= Luke Trembath =

Australian snowboarder (1986–2025)

Luke Trembath (January 9, 1986 – February 28, 2025), known as "the Dingo," was an Australian professional snowboarder, media personality, and entrepreneur.

== Early life ==
Born in Mount Martha, Victoria, Australia, Trembath rose to prominence in the action sports world for his snowboarding achievements. He began snowboarding at age nine and became a nationally recognized talent in Australia by 13. At 14, he moved to the United States with his mother to train with the U.S. snowboarding team, initially living in Steamboat Springs, Colorado, before settling in Mammoth Lakes, California.

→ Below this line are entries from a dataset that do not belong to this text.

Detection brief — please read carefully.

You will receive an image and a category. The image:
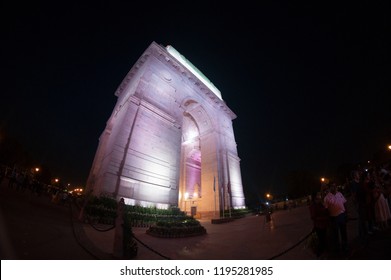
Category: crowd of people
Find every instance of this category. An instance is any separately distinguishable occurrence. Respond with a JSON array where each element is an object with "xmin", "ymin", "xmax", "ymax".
[
  {"xmin": 309, "ymin": 162, "xmax": 391, "ymax": 257},
  {"xmin": 0, "ymin": 165, "xmax": 69, "ymax": 203}
]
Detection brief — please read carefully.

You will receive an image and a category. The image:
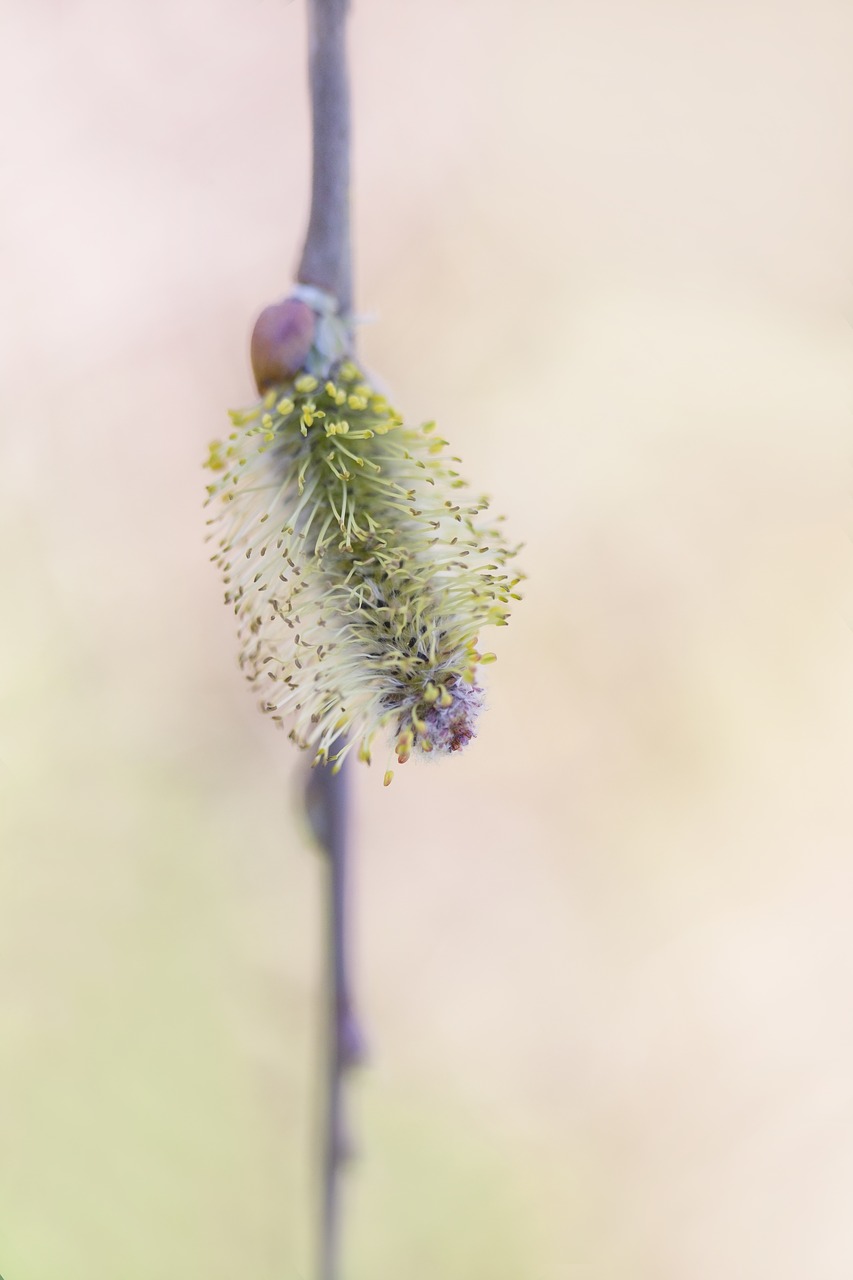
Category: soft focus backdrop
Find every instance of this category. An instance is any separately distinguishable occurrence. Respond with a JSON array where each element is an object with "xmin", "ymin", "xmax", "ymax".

He turned professional at 17 and co-founded Grenade Gloves, a snowboard accessory brand, with fellow snowboarder Danny Kass.

== Career ==
Trembath gained wider recognition through the Fuel TV series The Adventures of Danny and The Dingo (2008–2013). He later co-hosted the UNLEASHED podcast for Monster Energy alongside Kass and Brittney Palmer, continuing his influence in action sports media. In 2018, he co-founded Find Your Grind, an educational platform aimed at preparing students for modern careers.

== Death ==
Trembath died in February 2025 at the age of 39, prompting tributes from figures like T. J. Lavin, Tony Hawk, Avril Lavigne, Kurt Busch and MGK. His cause of death was not publicly disclosed, however, it was later revealed on a Jason Ellis Patreon show that Trembath had "taken something to fall asleep and never woke back up."